I've been web-scraping a website that has information on many chemical compounds. The problem is that despite all the pages having some information that is the same, it's not consistent. So that means I'll have different amount of columns with each extraction. I want to organize everything in an Excel file so that it's easier for me to filter the information that I want but I've been having a lot of trouble with it.
Examples (there's way more than only 3 dataframes being extracted though): DF 1 - From web-scraping the first page
Compound Name | Study Type | Cas Number | EC Name | Remarks | Conclusions |
---|---|---|---|---|---|
Aspirin | Specific | 3439-73-9 | Aspirin | Repeat | Approved |
DF 2 - From web-scraping
Compound Name | Study Type | Cas Number | EC Name | Remarks | Conclusions | Summary |
---|---|---|---|---|---|---|
EGFR | Specific | 738-9-8 | EGFR | Repeat | Not Approved | None Conclusive |
DF 3 - From web-scraping
Compound Name | Study Type | Cas Number | Remarks | Conclusions |
---|---|---|---|---|
Benzaldehyde | Specific | 384-92-2 | Repeat | Not Approved |
What I want is something like this:
FINAL DF (image)
I've tried so many things with pd.concat but all attempts were unsucessful.
The closest I've gotten was something similar to this, repeating the columns:
Compound Name | Study Type | Cas Number | EC Name | Remarks | Conclusions |
---|---|---|---|---|---|
Aspirin | Specific | 3439-73-9 | Aspirin | Repeat | Approved |
Compound Name | Study Type | Cas Number | Remarks | Conclusions | |
Benzaldehyde | Specific | 384-92-2 | Repeat | Not Approved | |
Compound Name | Study Type | Cas Number | EC Name | Remarks | Conclusions |
EGFR | Specific | 738-9-8 | EGFR | Repeat | Not Approved |
Here's a little bit of the current code I'm trying to write:
compound_info = []
descriptor_info = []
df_list = []
df = pd.DataFrame()
df_final = pd.DataFrame(columns=['Compound Name',
'Study Type',
'CAS Number',
'EC Name',
'Remarks',
'Conclusions'])
for i in range(1,num_btn_selecionar 1):
time.sleep(10)
driver.find_element_by_xpath('//*[@id="SectionHeader"]/div[3]/select/option[' str(i) ']').click()
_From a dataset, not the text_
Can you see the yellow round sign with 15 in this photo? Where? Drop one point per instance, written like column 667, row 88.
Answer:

page_source = driver.page_source
soup = BeautifulSoup(page_source, "html.parser")
info = soup.find_all("dl", {'class':'HorDL'})
lista_info = len(info)
all_info_compound = []
all_descrip_compound = []
for y in range(0, lista_info):
for z in info[y].find_all('dd'):
all_info_compound.append(z.text)
for w in info[y].find_all('dt'):
all_descrip_compound.append(w.text)
compound_info.append(all_info_compound)
descriptor_info.append(all_descrip_compound)
data_tuples = list(zip(all_descrip_compound[1:],all_info_compound[1:]))
temp_df = pd.DataFrame(data_tuples)
data_transposed = temp_df.T
#df_list.append(data_transposed)
pd.concat([df_final,data_transposed], ignore_index=True, axis=0)
The error I get is:
InvalidIndexError: Reindexing only valid with uniquely valued Index objects
I would highly appreciate the help!
CodePudding user response:
pd.concat
should do the job. The reason for that error is that one of the dataframes in concat
, which is very likely to be data_transposed
, has two columns sharing the same name. To see this, you can replace your last line with
try:
df_final = pd.concat([df_final,data_transposed], ignore_index=True, axis=0)
except Exception as e:
print('Error:', e)
print('df_final:', df_final.columns)
print('data_transposed:', data_transposed.columns)
Also in your last line you never overwrite your df_final
with the new, concatenated one, you need df_final =
in the front as I have added to my code above.